Billed as a town hall meeting, the gathering of selected parents in Boyle Heights this week more closely resembled a mayoral pep rally to promote the idea of opening 50 new Los Angeles-area schools to outside management.

We heartily support the proposal too, as one of the most visionary ideas to come along in the Los Angeles Unified School District. The resolution by school board Vice President Yolie Flores Aguilar, which the board will vote on this month, would allow organizations as varied as charter operators, parent groups and teachers unions to submit proposals to run any of the 50 schools scheduled to open in the next few years. With its emphasis on engaging parents in decisions about how their children's schools should be run, the measure could augur a new era of community involvement as well as pioneer novel educational ideas. We're also delighted to see Mayor Antonio Villaraigosa visibly involved in schools again, and spending time and political capital on student-centered reforms.

From the start, though, we have expressed concerns about whether school leaders could overcome their history of inside politicking and behind-the-scenes deal-making in order for the proposal to fulfill its promise. A couple of recent events offer worrisome signs that this isn't happening.

One was the town hall meeting, whose audience was largely collected through one of the main instigators of the 50-schools proposal, Parent Revolution, a coalition of established charter operators such as Green Dot Public Schools. These operators, as well as the mayor, are expected to gain control of many of the new schools.

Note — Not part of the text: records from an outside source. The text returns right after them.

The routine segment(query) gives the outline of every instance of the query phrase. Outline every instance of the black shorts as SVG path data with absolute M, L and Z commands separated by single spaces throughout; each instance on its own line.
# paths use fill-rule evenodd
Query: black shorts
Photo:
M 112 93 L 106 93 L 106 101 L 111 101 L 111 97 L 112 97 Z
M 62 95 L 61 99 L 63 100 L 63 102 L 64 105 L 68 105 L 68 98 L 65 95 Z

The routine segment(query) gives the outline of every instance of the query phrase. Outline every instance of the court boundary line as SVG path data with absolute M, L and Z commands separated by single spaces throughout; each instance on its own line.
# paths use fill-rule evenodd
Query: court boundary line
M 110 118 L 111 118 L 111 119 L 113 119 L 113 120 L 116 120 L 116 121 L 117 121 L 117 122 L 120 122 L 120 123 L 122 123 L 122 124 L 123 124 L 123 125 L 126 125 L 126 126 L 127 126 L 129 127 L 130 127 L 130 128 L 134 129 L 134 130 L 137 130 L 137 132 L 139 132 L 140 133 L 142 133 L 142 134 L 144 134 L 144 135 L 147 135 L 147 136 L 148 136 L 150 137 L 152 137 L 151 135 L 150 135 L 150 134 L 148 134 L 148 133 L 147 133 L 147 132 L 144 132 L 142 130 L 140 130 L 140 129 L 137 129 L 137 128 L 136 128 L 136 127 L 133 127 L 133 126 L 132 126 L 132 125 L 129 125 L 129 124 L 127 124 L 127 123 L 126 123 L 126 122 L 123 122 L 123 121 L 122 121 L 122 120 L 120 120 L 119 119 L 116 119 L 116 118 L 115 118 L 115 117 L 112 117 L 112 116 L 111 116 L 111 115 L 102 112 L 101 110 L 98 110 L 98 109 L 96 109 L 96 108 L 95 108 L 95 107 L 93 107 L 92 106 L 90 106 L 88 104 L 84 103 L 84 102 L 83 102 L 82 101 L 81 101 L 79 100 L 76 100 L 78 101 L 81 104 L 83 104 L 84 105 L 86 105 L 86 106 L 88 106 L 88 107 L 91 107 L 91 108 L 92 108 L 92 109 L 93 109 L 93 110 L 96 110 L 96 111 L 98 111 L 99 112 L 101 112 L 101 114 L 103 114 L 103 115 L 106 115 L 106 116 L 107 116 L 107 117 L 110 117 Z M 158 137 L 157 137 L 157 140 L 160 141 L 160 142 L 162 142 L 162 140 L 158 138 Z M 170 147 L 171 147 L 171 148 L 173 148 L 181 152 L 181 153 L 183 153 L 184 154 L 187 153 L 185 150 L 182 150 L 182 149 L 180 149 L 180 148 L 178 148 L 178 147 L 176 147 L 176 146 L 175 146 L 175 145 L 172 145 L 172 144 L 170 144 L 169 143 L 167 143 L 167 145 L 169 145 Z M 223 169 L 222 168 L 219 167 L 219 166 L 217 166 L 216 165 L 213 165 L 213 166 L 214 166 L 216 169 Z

Rather than holding a community event open to all, organizers literally locked out teachers and parents who oppose the proposal, while inside Villaraigosa cheered Flores Aguilar's resolution before 50 or so parents, many of whom wore Parent Revolution T-shirts. The mayor later defended the lockout, saying that opponents had disrupted a meeting the night before. There was indeed some minor rude behavior, but that's a poor reason to thwart dissent. Though Villaraigosa correctly says that it's hard to have a worthwhile conversation when one side is unruly, it's also hard to have a worthwhile conversation when everyone is saying the same thing.

Parent Revolution's leaders can pick their audiences if they like, but it erodes public trust -- and ours -- in a worthwhile proposal when an organization that stands to gain from it shuts out opponents. One father standing outside the meeting claimed that his son with special education needs had not been welcomed at Roosevelt High School, which is run by the mayor's Partnership for Los Angeles Schools. By lending his presence to a closed meeting, Villaraigosa adds to the perception that the 50-schools proposal is a quiet agreement among political allies rather than a true attempt to include parents in educational decision-making.

Making matters worse was the school district's recent decision to transfer a brand-new high school in Boyle Heights to the mayor, without consulting parents or teachers and without board approval. The Flores Aguilar resolution is supposed to create a process for designating school management that is transparent, objective and based on community involvement as well as the applicants' record of running successful schools. At the same time, the district is giving a new school to a partnership that has one year of experience, and a rocky year at that, with no parental involvement or public discussion. If the district already is empowered to give schools to whomever it wants without public discussion or vote, the 50-schools resolution is redundant.

In all likelihood, the new school belongs with the mayor's partnership. It doesn't expand his reach in the school district; the campus was built to alleviate crowding and will enroll mostly students in the attendance boundaries already under the mayor's purview. But the way the transfer was carried out was dismaying; it makes Flores Aguilar's resolution look like window dressing for a plan to hand schools to powerful players.

It would be a shame to see a progressive idea fall victim to the usual shenanigans within L.A. Unified. The 50-schools resolution could help reinvigorate neighborhoods that have suffered for years with overcrowded, dilapidated, low-performing schools. But if it becomes another excuse to play the same old games, students will once again be the losers.